Onde então reside a superioridade do conhecimento intelectual sobre o conhecimento sensível?
PIETROSANTI: É uma hierarquia de mérito, não de honra. Deixe-me explicar. É
observando suas operações que podemos dizer que o intelecto supera o
conhecimento sensível, que se exerce por meio de órgãos físicos e é
necessariamente limitado por estes órgãos. Por não estar vinculado a um órgão
específico e, portanto, em virtude de sua espiritualidade, o conhecimento
intelectual, comparado ao conhecimento sensitivo, é capaz de conhecer todos os
corpos e, portanto, uma infinidade maior, por assim dizer. Mas é preciso ter em
mente que o intelecto realiza essas operações a partir da sensibilidade, porque
em todo caso a alma intelectual é feita para o corpo, ela é o princípio formal
daquele ser único que entende e julga que é o homem. "Hic homo
intelligit", repete Thomas frequentemente, isto é, é este homem aqui, esta
única pessoa que entende.
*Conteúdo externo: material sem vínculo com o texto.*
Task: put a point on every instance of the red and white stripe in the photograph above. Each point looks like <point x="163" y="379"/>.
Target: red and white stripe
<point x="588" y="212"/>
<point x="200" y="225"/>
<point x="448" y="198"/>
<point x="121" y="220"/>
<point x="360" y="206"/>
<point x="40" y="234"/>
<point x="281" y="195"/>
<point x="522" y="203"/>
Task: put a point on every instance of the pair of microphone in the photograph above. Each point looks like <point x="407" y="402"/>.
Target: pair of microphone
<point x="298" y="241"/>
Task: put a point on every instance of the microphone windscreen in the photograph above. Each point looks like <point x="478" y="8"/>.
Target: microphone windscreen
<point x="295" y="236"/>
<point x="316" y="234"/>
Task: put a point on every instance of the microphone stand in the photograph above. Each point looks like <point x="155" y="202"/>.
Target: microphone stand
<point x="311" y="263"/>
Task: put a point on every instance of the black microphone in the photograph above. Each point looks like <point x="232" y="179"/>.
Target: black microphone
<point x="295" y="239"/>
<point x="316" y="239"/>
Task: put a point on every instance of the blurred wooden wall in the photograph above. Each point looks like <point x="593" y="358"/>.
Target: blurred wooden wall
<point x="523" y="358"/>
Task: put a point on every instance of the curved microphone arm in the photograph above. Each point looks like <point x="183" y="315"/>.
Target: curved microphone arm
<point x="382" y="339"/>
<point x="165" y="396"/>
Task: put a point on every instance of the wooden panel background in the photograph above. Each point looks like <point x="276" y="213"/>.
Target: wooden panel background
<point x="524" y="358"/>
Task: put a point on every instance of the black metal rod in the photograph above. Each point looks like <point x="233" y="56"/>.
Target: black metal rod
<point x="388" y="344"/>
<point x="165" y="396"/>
A forma substancial do homem é una e única: a única
alma intelectual própria de cada homem. Uma tese que, mesmo após sua morte,
provocaria a ira do conservador Arcebispo de Canterbury sobre Thomas. Foi muito
inovador. E pensar que ainda há quem use Tomás como porta-estandarte de
programas filosófico-teológicos de cunho restaurativo.
CARLANI: Não que o intelecto não “acrescente” nada; caso
contrário, não haveria necessidade de reconhecer sua existência como distinta
daquela do significado. Certamente significa mais e mais profundamente. Mas – e
aqui reside um dos aspectos peculiares e, na minha opinião, fundamentais da
filosofia do conhecimento de Tomás – o intelecto sozinho, isto é, sem
sensibilidade, não faz, nem pode fazer, nada.